Like many Australians I have become a regular visitor to Bali. The heady mix of culture, climate, surfing and business has given me many reasons to return to the island and over the years my love of all things Indonesian has grown dramatically.
During a visit to Bali in 2003 I was introduced to the well-known and well-respected Sumatran teak merchant, Pak Aulia. I had previously heard of Pak Aulia and was familiar with his furniture, plus I had seen a book containing pictures of the beautiful home that he had built in Seminyak. Shortly after our meeting Pak Aulia put the house up for sale and motivated by curiosity more than any intention to buy, I decided to have a look.
As is the case with most visitors to Puri Angsa, I fell instantly in love with the place and halfway through my tour I decided to buy it. This was in spite of my long held belief that there is absolutely no need for a person like myself to own a house in Bali due to the ready availability of so many large and very comfortable rental properties.
Along with the buildings on the property I also bought most of the contents.

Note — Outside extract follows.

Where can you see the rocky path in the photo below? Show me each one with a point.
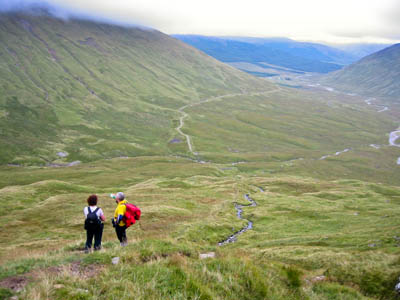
(211, 99)
(239, 209)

The main house, a two hundred year old traditional Sumatran structure, was a virtual museum, full of old and very beautiful Indonesian artifacts. There were also several traditional Indonesian houses that Pak Aulia had collected over the years and had ‘dropped’ around the property.
It was while I was showing my friend and architect Robert Weir around Puri Angsa that I decided to make a few changes. After recent battles with several ‘creativity challenged’ Sydney councils and the NSW Land and Environment Court, Robert was only too happy to extend his visit and help out with the project.
It was decided early on that the main objective of any renovation would be to simply improve Puri Angsa’s amenities and service capabilities while retaining the integrity of Pak Aulia’s original vision. To that end, we dismantled, repaired and relocated several buildings, upgraded electrics and plumbing, filled-in the original pool and built a new one, installed a satellite internet access system and put air-conditioning in all the major bedrooms. We also landscaped those areas of the garden that had been affected by the renovation. The changes took two years to complete with all the work being done by traditional Balinese builders.
An old friend once told me that his ideal living situation would be a grass hut with high-speed internet access. While we may have overshot the popular image of a grass hut we have, I believe, managed to adhere to the spirit of that thought, more or less.
With so many things to love about Puri Angsa I still struggle when trying to decide exactly what it was that made me decide that I had to own this house. Maybe it had something to do with that feeling that children seem to experience when discovering Puri Angsa’s various huts and nooks and crannies for the first time. I have no trouble recognising that look of wonderment on their face as if they have discovered the world’s biggest cubby house. And I still get that feeling every time I walk over the front step.